This video installation, created with Inga Frick,  presents a watery evocation of longing in which three swimmers approach each other and meet in an unexpected way. The installation is accompanied by a text from The Visible and The Invisible by the French phenomenologist Maurice Merleau-Ponty.*

Viewers enter through a dark corridor into an entirely blackened space and find themselves surrounded by a watery void. A video projection is reflected and refracted on mirrored walls such that three identical image planes appear to be hinged to a central vertical axis (the corner of the room). On the left wall, a swimmer appears in the lower left corner and slowly swims toward the middle. Shortly afterward, two more swimmers appear; one on the right wall and one on the “phantom” plane that recedes into deep space. Entering through a dark corridor into an entirely blackened space, viewers find themselves surrounded by a watery void. Slowly a swimming figure becomes visible in the lower right corner of one’s visual field, progressing inward. In time, this figure is joined by two symmetrical companions. One comes from the left and one comes from deep within the space in front. Through the alchemy of reflection, one swimmer has become three, moving in tandem toward the center. The swimmers advance is accompanied by a spoken text from The Visible and the Invisible by Maurice Merleau-Ponty. Correspondences between the images and the enigmatic text pull forth a subliminal poetic undertow. The progress of the swimmers and the text create a loosely narrative sense of building expectation. When they finally meet, their bodies begin to disappear off of the edge leaving an astonishingly beautiful, moving Rorschach pattern of their remnant body parts and water-forms. The increasingly inchoate, yet symmetrical annihilation surges to a crescendo and then recedes in gradually diminishing explosions, ultimately leaving only the dark moving water accompanied by a low, repetitive drone. Because of the multiple reflections, the whole environment, including the floor and back wall, shimmers with reflected waves and the viewer feels encompassed by the sensuality of the water in it’s return to darkness.

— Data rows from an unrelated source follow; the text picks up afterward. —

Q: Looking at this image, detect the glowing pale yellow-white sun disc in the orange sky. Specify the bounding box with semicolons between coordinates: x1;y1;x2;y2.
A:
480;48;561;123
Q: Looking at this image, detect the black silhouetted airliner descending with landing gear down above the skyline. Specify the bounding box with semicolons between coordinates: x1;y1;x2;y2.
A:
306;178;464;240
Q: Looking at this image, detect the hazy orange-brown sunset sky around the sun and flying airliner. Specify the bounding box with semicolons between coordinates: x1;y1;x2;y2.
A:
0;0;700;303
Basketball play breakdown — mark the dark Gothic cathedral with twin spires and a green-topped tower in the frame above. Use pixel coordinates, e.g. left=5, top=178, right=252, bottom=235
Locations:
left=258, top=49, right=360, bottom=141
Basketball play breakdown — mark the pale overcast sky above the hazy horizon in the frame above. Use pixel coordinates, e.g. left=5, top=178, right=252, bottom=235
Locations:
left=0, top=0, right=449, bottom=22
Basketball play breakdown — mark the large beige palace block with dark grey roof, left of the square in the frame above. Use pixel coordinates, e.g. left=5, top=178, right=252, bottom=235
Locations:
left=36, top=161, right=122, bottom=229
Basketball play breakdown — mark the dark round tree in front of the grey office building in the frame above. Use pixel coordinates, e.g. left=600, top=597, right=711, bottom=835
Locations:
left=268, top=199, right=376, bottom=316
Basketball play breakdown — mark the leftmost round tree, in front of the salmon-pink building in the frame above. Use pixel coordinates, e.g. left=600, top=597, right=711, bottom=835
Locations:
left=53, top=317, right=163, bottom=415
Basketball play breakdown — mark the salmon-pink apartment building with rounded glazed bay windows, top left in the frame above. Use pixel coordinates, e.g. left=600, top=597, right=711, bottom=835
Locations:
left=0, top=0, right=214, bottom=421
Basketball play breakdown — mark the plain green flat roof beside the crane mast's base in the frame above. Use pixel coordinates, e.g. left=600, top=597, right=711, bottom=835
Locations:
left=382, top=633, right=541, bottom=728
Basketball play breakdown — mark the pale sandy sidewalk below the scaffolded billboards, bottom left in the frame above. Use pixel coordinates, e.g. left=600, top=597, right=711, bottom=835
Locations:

As soon as we see other seers, we no longer have before us only the look without a pupil, the unsilvered glass that gives us things in feeble reflection, a phantom of ourselves they evoke by designating a place among themselves where we see them. Through other eyes, we become for ourselves fully visible; that lacuna between our eyes and our back is filled, filled still by the visible, but a visible outside of our control. What is possible for this visible is to be the surface of an inexhaustible depth; this is what makes it able to be open to visions other than our own. In being realized, they bring out the limits of our factual vision. They betray the solipsist illusion that every going-beyond is a surpassing accomplished by oneself. For the first time, the seeing that I am is really visible to me. For the first time I appear completely turned inside out under my own eyes. For the first time, my movements no longer proceed toward the things to be seen, to be touched, or toward my own body occupied in seeing and touching them; but they address themselves to the body in general and for itself (whether it be my own or that of another). Because for the first time, through the other body, I see that, in its coupling with the flesh of the world, the body contributes more than it receives, adding to the world that I see the treasure necessary for what the other body sees. For the first time, the body no longer couples itself up with the world, it clasps another body, applying itself to it carefully with its whole extension, forming tirelessly with its hands the strange statue which in its turn gives everything it receives; the body is lost outside of the world and its goals, fascinated by the unique occupation of floating in Being with another life, of making itself the outside of its inside and the inside of its outside. And henceforth movement, touch, vision, applying themselves to the other and to themselves, return toward their source and, in the patient and silent labor of desire, begin the paradox of expression.